The cassiopeia/__init__.py file serves as the main interface, importing and exposing key functionalities from these submodules.

Key Files

  1. cassiopeia/data/CassiopeiaTree.py: Defines the core data structure for representing phylogenetic trees with associated mutation data.
  2. cassiopeia/solver/CassiopeiaSolver.py: Provides the base class for tree reconstruction algorithms.
  3. cassiopeia/simulator/TreeSimulator.py: Offers the base class for tree simulation models.
  4. cassiopeia/plotting/local.py and cassiopeia/plotting/itol_utilities.py: Implement local and cloud-based tree visualization.
  5. cassiopeia/tools/parameter_estimators.py: Contains functions for estimating key parameters from tree data.
  6. cassiopeia/critique/compare.py: Implements tree comparison algorithms.
  7. build.py: Handles the building and compilation of Cython extensions for performance-critical components.
  8. README.md: Provides an overview of the project, installation instructions, and links to documentation and tutorials.

Dependencies

Cassiopeia relies on several external libraries:

  1. numpy and pandas: For data manipulation and numerical computations.
  2. networkx: For graph operations and tree manipulations.
  3. scipy: For various scientific computing tasks.
  4. ete3: For phylogenetic tree manipulation and visualization.
  5. matplotlib and plotly: For local plotting.
  6. pysam: For handling sequencing data formats.
  7. cvxpy and gurobipy: For optimization problems in some solvers.
  8. Cython: For compiling performance-critical components.

Configuration

Cassiopeia uses various configuration methods:

  1. Preprocessing pipeline: Configured using an INI-format file specifying parameters for each preprocessing step.
  2. Solvers: Customizable through parameters passed during initialization.
  3. Simulators: Configurable via parameters set during object creation.
  4. Visualization: Customizable through function parameters for both local and cloud-based plotting.
  5. pyproject.toml: Defines project metadata, dependencies, and build settings.
  6. .readthedocs.yml: Configures the documentation build process on Read the Docs.
  7. codecov.yml: Sets coverage requirements for the project.
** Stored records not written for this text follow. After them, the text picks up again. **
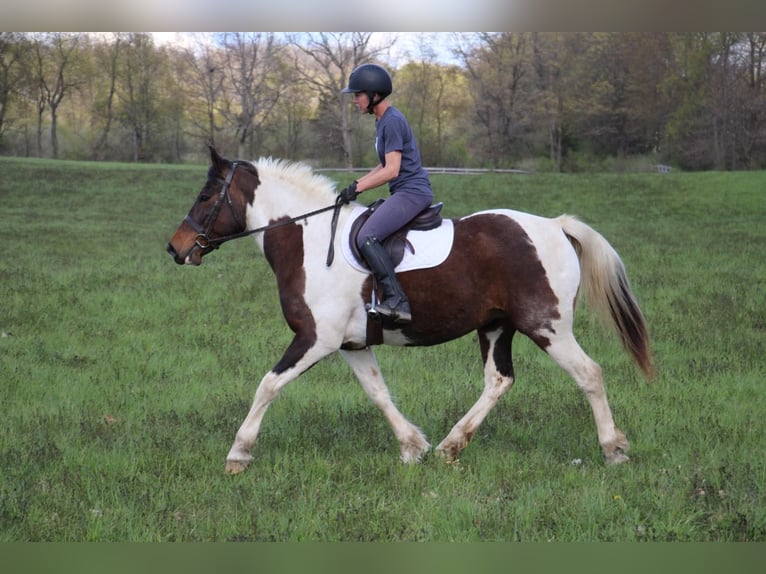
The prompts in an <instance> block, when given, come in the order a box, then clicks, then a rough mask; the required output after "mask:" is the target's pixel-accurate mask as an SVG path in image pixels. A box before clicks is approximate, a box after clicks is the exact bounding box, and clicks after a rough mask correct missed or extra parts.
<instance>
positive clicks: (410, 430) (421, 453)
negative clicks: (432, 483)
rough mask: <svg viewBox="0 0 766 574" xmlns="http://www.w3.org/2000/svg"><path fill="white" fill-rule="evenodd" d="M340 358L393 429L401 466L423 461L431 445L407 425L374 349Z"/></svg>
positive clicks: (430, 446)
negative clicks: (382, 374) (397, 408)
mask: <svg viewBox="0 0 766 574" xmlns="http://www.w3.org/2000/svg"><path fill="white" fill-rule="evenodd" d="M341 355H343V358H344V359H346V362H347V363H348V364H349V365H350V366H351V368H352V369H353V371H354V374H355V375H356V377H357V378H358V379H359V382H360V383H361V385H362V388H363V389H364V392H365V393H367V396H368V397H369V398H370V400H371V401H372V402H373V404H374V405H375V406H376V407H378V408H379V409H380V410H381V412H382V413H383V415H384V416H385V417H386V420H388V422H389V424H390V425H391V429H392V430H393V431H394V434H395V435H396V438H397V440H398V441H399V446H400V448H401V459H402V462H405V463H410V462H418V461H420V459H421V457H422V456H423V455H424V454H425V453H426V452H427V451H428V449H429V448H430V447H431V445H429V444H428V441H427V440H426V437H425V435H424V434H423V432H422V431H421V430H420V429H419V428H418V427H416V426H415V425H413V424H412V423H411V422H410V421H408V420H407V419H406V418H405V417H404V415H403V414H402V413H401V412H400V411H399V409H397V408H396V405H394V402H393V400H391V395H390V393H389V392H388V387H386V384H385V382H384V381H383V376H382V375H381V373H380V367H379V366H378V362H377V360H376V359H375V354H374V353H373V351H372V349H369V348H367V349H362V350H359V351H341Z"/></svg>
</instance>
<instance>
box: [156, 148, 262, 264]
mask: <svg viewBox="0 0 766 574" xmlns="http://www.w3.org/2000/svg"><path fill="white" fill-rule="evenodd" d="M210 160H211V166H210V169H209V170H208V174H207V181H206V182H205V185H203V186H202V191H200V192H199V195H198V196H197V200H196V201H195V202H194V205H192V208H191V210H190V211H189V214H188V215H187V216H186V217H185V218H184V220H183V221H182V222H181V225H179V226H178V229H176V232H175V233H174V234H173V237H172V238H171V239H170V243H168V248H167V249H168V253H170V255H172V256H173V259H174V260H175V262H176V263H178V264H179V265H183V264H187V265H199V264H200V263H202V257H203V256H205V255H207V254H208V253H210V252H211V251H213V250H214V249H217V248H218V247H219V246H220V244H221V243H223V241H221V239H222V238H225V237H227V236H230V235H233V234H236V233H240V232H242V231H244V230H245V225H246V222H245V217H246V212H247V206H248V205H252V203H253V199H254V197H255V188H256V187H258V185H259V183H260V180H259V179H258V172H257V170H256V169H255V167H254V166H253V165H252V164H251V163H249V162H237V161H231V160H228V159H226V158H224V157H222V156H220V155H219V154H218V152H217V151H216V150H215V148H213V147H212V146H211V147H210Z"/></svg>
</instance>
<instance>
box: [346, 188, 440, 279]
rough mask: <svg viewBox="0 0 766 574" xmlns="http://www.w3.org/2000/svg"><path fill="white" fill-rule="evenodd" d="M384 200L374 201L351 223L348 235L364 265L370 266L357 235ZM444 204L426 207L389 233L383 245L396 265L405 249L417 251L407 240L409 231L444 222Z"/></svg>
mask: <svg viewBox="0 0 766 574" xmlns="http://www.w3.org/2000/svg"><path fill="white" fill-rule="evenodd" d="M384 201H385V198H382V197H381V198H380V199H377V200H375V201H374V202H372V203H371V204H370V205H368V206H367V210H366V211H364V212H363V213H362V214H361V215H360V216H359V217H357V218H356V220H354V222H353V223H352V224H351V230H350V233H349V236H348V240H349V247H350V249H351V253H352V254H353V255H354V257H355V258H356V260H357V261H359V262H360V263H361V264H362V265H363V266H364V267H367V268H369V267H368V265H367V263H366V262H365V260H364V257H362V254H361V253H360V252H359V247H358V246H357V237H358V235H359V230H360V229H361V228H362V225H364V223H365V222H366V221H367V220H368V219H369V218H370V216H371V215H372V214H373V213H375V210H376V209H378V208H379V207H380V206H381V205H383V202H384ZM443 206H444V203H443V202H441V201H440V202H439V203H435V204H433V205H431V206H429V207H426V208H425V209H424V210H423V211H421V212H420V213H419V214H418V215H416V216H415V218H414V219H412V220H411V221H410V222H409V223H407V225H405V226H404V227H402V228H401V229H399V230H398V231H395V232H394V233H392V234H391V235H389V236H388V237H387V238H386V239H385V241H382V242H381V243H382V245H383V247H384V248H385V249H386V251H387V252H388V255H389V257H391V263H392V264H393V266H394V267H396V266H397V265H399V263H401V261H402V259H403V258H404V250H405V249H407V248H409V250H410V253H415V248H414V247H413V245H412V243H410V242H409V241H408V240H407V233H408V232H410V231H429V230H431V229H436V228H437V227H439V226H440V225H441V224H442V216H441V210H442V207H443Z"/></svg>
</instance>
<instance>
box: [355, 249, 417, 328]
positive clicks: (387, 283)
mask: <svg viewBox="0 0 766 574" xmlns="http://www.w3.org/2000/svg"><path fill="white" fill-rule="evenodd" d="M359 251H360V252H361V253H362V256H363V257H364V260H365V261H367V264H368V265H369V266H370V269H372V273H373V275H375V280H376V281H377V282H378V285H380V286H381V288H382V290H383V297H384V298H383V301H382V302H381V303H379V304H378V305H373V306H372V308H371V309H370V315H371V316H373V317H374V316H376V315H378V316H382V317H387V318H390V319H392V320H393V321H394V323H399V324H400V325H401V324H405V323H409V322H410V321H412V314H411V313H410V302H409V301H408V300H407V295H405V294H404V290H403V289H402V286H401V285H400V284H399V281H398V279H397V278H396V273H395V271H394V266H393V264H392V263H391V258H390V257H389V256H388V252H387V251H386V249H385V248H384V247H383V246H382V245H381V244H380V242H379V241H378V240H377V239H375V238H374V237H369V238H367V239H366V240H365V242H364V243H363V244H362V246H361V247H360V248H359Z"/></svg>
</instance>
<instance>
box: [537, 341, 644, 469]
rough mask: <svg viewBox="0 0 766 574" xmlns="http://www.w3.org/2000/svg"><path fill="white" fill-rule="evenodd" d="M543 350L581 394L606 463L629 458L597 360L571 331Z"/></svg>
mask: <svg viewBox="0 0 766 574" xmlns="http://www.w3.org/2000/svg"><path fill="white" fill-rule="evenodd" d="M545 351H546V352H547V353H548V354H549V355H550V356H551V357H552V358H553V360H554V361H556V363H557V364H558V365H559V366H560V367H561V368H562V369H564V370H565V371H566V372H567V373H568V374H569V375H570V376H571V377H572V378H573V379H574V380H575V382H576V383H577V386H578V387H580V389H581V390H582V391H583V393H585V396H586V397H587V399H588V402H589V403H590V407H591V410H592V411H593V418H594V420H595V422H596V431H597V432H598V441H599V444H601V449H602V450H603V451H604V456H605V458H606V463H607V464H619V463H621V462H625V461H627V460H629V459H628V456H627V455H626V454H625V453H626V452H628V450H629V449H630V444H629V443H628V439H627V438H626V437H625V435H624V434H623V433H622V431H621V430H620V429H618V428H617V427H616V426H615V424H614V419H613V418H612V411H611V409H610V408H609V403H608V401H607V398H606V389H605V388H604V380H603V375H602V373H601V367H600V366H599V365H598V363H596V362H595V361H594V360H593V359H591V358H590V357H589V356H588V355H587V354H586V353H585V351H583V350H582V348H581V347H580V345H579V344H578V343H577V341H576V340H575V338H574V335H573V334H572V333H571V332H569V333H567V334H565V335H557V336H555V337H554V338H553V339H552V340H551V342H550V345H549V346H548V347H546V348H545Z"/></svg>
The project also includes a comprehensive test suite in the test directory, ensuring the reliability and accuracy of the framework across its various modules and functionalities.

In summary, Cassiopeia provides a robust and flexible framework for analyzing single-cell lineage tracing data, offering tools for every step from raw data processing to advanced phylogenetic analysis and visualization.